0

I would like your experise on this example. I need to have all combinations of two vectors and remove if they are same and remove one copy if they are duplicated.

v1 <- c("AS", "KS", "AZ", "AL", "MO")
v2 <- c("AZ", "KZ", "LM", "AZ", "ZK")

I woule like to get combinations of v1 / v2 and I don't want reciprocal V2 / V1, so I use

z<-outer(v1,v2, paste, sep="/") 

which gives me

      [,1]    [,2]    [,3]    [,4]    [,5]   
[1,] "AS/AZ" "AS/KZ" "AS/LM" "AS/AZ" "AS/ZK"
[2,] "KS/AZ" "KS/KZ" "KS/LM" "KS/AZ" "KS/ZK"
[3,] "AZ/AZ" "AZ/KZ" "AZ/LM" "AZ/AZ" "AZ/ZK"
[4,] "AL/AZ" "AL/KZ" "AL/LM" "AL/AZ" "AL/ZK"
[5,] "MO/AZ" "MO/KZ" "MO/LM" "MO/AZ" "MO/ZK"

But I need to modify to fit it in my analysis

Step 1. Remove same combination. I don't need to have the combinations which has same. In the above example there are two times AZ/AZ and both should be removed.

Step 2. Remove duplicated combinations. I don't need duplications. In the above example AL/AZ, AS/AZ, KS/AZ, MO/AZ are duplicated. One copy should be removed.

Step 3. Remove receprocal combinations if any. For instance AZ/AS is the same as AS/AZ.

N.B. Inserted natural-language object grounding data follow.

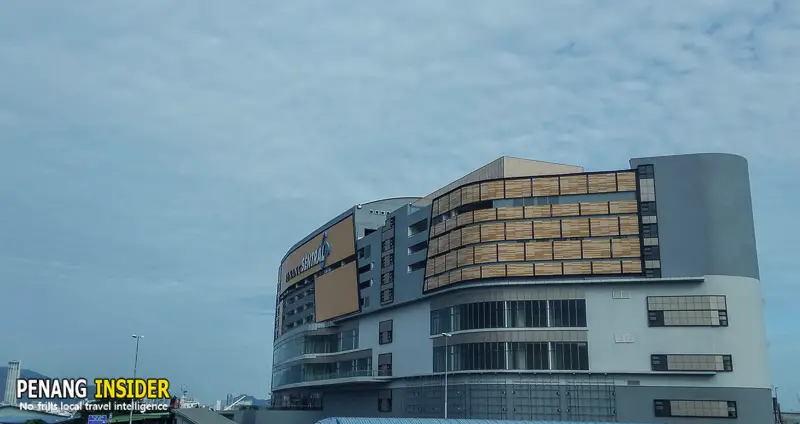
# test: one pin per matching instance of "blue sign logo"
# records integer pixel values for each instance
(98, 419)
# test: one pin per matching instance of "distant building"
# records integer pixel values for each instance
(544, 291)
(10, 414)
(11, 383)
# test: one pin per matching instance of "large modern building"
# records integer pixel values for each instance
(530, 290)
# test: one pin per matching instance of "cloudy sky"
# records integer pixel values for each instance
(158, 158)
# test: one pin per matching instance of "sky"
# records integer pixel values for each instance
(158, 158)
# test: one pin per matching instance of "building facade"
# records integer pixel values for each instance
(13, 371)
(528, 290)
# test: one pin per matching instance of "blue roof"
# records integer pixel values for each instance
(349, 420)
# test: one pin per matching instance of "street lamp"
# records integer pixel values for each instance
(446, 368)
(135, 364)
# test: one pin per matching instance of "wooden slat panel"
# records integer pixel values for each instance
(626, 181)
(510, 212)
(519, 270)
(455, 239)
(629, 225)
(594, 208)
(491, 190)
(485, 253)
(463, 219)
(542, 211)
(470, 194)
(470, 235)
(567, 209)
(484, 215)
(606, 267)
(548, 268)
(444, 243)
(570, 249)
(495, 231)
(623, 206)
(519, 230)
(471, 273)
(465, 256)
(438, 228)
(455, 198)
(451, 261)
(547, 229)
(602, 183)
(444, 204)
(573, 184)
(438, 264)
(631, 267)
(517, 188)
(604, 226)
(545, 186)
(510, 252)
(577, 268)
(597, 248)
(539, 251)
(576, 227)
(493, 271)
(626, 248)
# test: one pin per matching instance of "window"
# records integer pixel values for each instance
(365, 284)
(385, 401)
(570, 356)
(419, 247)
(687, 311)
(694, 408)
(416, 266)
(417, 227)
(387, 245)
(387, 296)
(685, 362)
(385, 364)
(365, 268)
(385, 329)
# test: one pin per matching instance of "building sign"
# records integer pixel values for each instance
(312, 259)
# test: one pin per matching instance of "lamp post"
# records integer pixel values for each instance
(446, 369)
(135, 364)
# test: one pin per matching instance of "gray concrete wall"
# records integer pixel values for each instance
(705, 215)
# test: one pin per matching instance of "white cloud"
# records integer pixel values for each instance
(153, 142)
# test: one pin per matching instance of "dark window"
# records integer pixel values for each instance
(648, 208)
(385, 364)
(646, 171)
(387, 296)
(419, 247)
(416, 266)
(568, 313)
(695, 408)
(650, 230)
(570, 356)
(385, 401)
(385, 330)
(417, 227)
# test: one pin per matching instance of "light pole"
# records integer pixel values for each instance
(135, 364)
(446, 368)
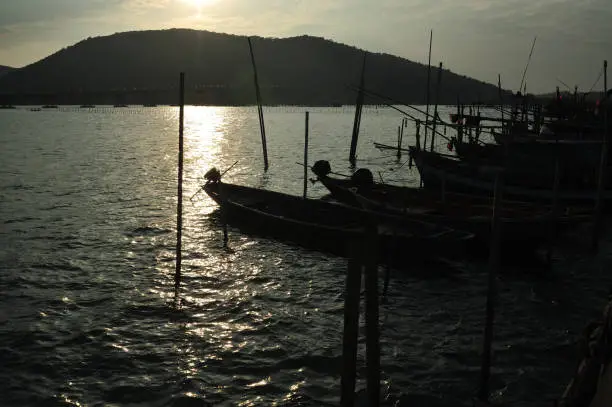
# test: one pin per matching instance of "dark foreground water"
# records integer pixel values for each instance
(88, 311)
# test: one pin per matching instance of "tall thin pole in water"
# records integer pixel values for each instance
(179, 205)
(358, 108)
(306, 156)
(433, 131)
(485, 368)
(372, 316)
(427, 93)
(351, 323)
(602, 165)
(262, 126)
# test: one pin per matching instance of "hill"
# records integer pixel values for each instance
(143, 67)
(5, 69)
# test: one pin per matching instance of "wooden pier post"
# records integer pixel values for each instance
(433, 131)
(602, 166)
(351, 324)
(358, 109)
(399, 141)
(262, 127)
(179, 204)
(494, 252)
(428, 87)
(554, 210)
(372, 315)
(306, 155)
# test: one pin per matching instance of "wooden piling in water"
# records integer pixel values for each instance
(262, 127)
(433, 132)
(351, 325)
(372, 316)
(179, 204)
(358, 109)
(554, 210)
(306, 154)
(427, 93)
(399, 141)
(602, 166)
(494, 252)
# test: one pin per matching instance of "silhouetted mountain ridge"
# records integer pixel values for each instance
(297, 70)
(5, 69)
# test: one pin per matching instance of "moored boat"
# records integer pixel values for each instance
(332, 227)
(525, 225)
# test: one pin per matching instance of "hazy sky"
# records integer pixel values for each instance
(477, 38)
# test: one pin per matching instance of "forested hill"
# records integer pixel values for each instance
(5, 69)
(144, 66)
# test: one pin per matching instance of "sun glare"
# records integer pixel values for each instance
(200, 3)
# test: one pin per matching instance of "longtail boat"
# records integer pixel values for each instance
(332, 227)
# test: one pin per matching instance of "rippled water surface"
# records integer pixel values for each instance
(89, 315)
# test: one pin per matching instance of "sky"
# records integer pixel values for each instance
(477, 38)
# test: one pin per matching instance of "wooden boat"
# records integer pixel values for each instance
(332, 227)
(578, 161)
(524, 225)
(439, 171)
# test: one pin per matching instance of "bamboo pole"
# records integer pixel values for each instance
(358, 108)
(306, 155)
(555, 203)
(399, 142)
(351, 325)
(494, 251)
(372, 316)
(179, 205)
(602, 166)
(262, 127)
(427, 93)
(435, 118)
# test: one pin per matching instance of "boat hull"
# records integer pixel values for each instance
(333, 228)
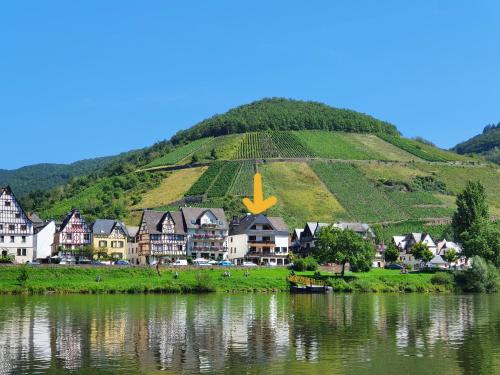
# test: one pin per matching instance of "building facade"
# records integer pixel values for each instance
(73, 233)
(161, 235)
(110, 237)
(258, 239)
(207, 231)
(16, 229)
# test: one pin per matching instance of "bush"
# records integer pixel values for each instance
(481, 277)
(305, 264)
(442, 278)
(204, 283)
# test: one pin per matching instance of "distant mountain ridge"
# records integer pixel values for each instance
(486, 144)
(285, 114)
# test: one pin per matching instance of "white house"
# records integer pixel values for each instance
(405, 244)
(16, 229)
(43, 241)
(258, 239)
(207, 231)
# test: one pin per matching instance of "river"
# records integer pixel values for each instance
(250, 333)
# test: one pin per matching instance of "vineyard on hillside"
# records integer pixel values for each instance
(201, 186)
(179, 153)
(356, 193)
(243, 185)
(224, 180)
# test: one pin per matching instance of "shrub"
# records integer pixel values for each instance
(204, 283)
(305, 264)
(442, 278)
(481, 277)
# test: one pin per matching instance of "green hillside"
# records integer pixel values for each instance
(284, 114)
(486, 144)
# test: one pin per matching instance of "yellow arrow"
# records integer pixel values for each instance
(259, 204)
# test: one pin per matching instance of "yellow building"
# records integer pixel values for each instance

Step 3. Sort all and keep them in single column.

"AL/AZ"
"AL/KZ"
"AL/LM"
"AL/ZK"
"AS/AZ"
"AS/KZ"
"AS/LM"
"AS/ZK"
"AZ/KZ"
"AZ/LM"
"AZ/ZK"
"KS/AZ"
"KS/KZ"
"KS/LM"
"KS/ZK"
"MO/AZ"
"MO/KZ"
"MO/LM"
"MO/ZK"

Thanks

  • Try `matrix(sort(unique(as.vector(z))), ncol=1)`, or just `sort(unique(as.vector(z)))`, depending on what you're really needing. – Josh O'Brien Jun 12 '14 at 22:47
  • Does the order of the two values matter in the final result? – MrFlick Jun 12 '14 at 22:57
  • Don't you think it's rather unfortunate that you did not construct a test case that had any AS/AZ, AZ/AS combinations? And can you expalin why "AL/AZ, AS/AZ, KS/AZ, MO/AZ are duplicated" in your example? – IRTFM Jun 13 '14 at 00:00
  • Mr.Flick: The sorted final result helps ! – user3543621 Jun 13 '14 at 03:42
  • BondedDust: Yes, in the example I didn't include a test case. Sorry. AL/AZ, AS/AZ, KS/AZ, MO/AZ are duplicated as 'AZ' is there in both V1 and v2 – user3543621 Jun 13 '14 at 03:44
  • Josh O'Brien: Thanks for the simple soultion. But it doen't remove AZ/AZ – user3543621 Jun 13 '14 at 13:20

2 Answers2

3

If the order of the two values doesn't matter in the final result, then this should work

v1 <- c("AS", "KS", "AZ", "AL", "MO")
v2 <- c("AZ", "KZ", "LM", "AZ", "ZK")
vv <- sort(unique(c(v1,v2)))

f1 <- as.numeric(factor(v1, levels=vv))
f2 <- as.numeric(factor(v2, levels=vv))
ff <- expand.grid(f1, f2)
ok <- unique(t(apply(subset(ff, Var1 != Var2), 1, sort)))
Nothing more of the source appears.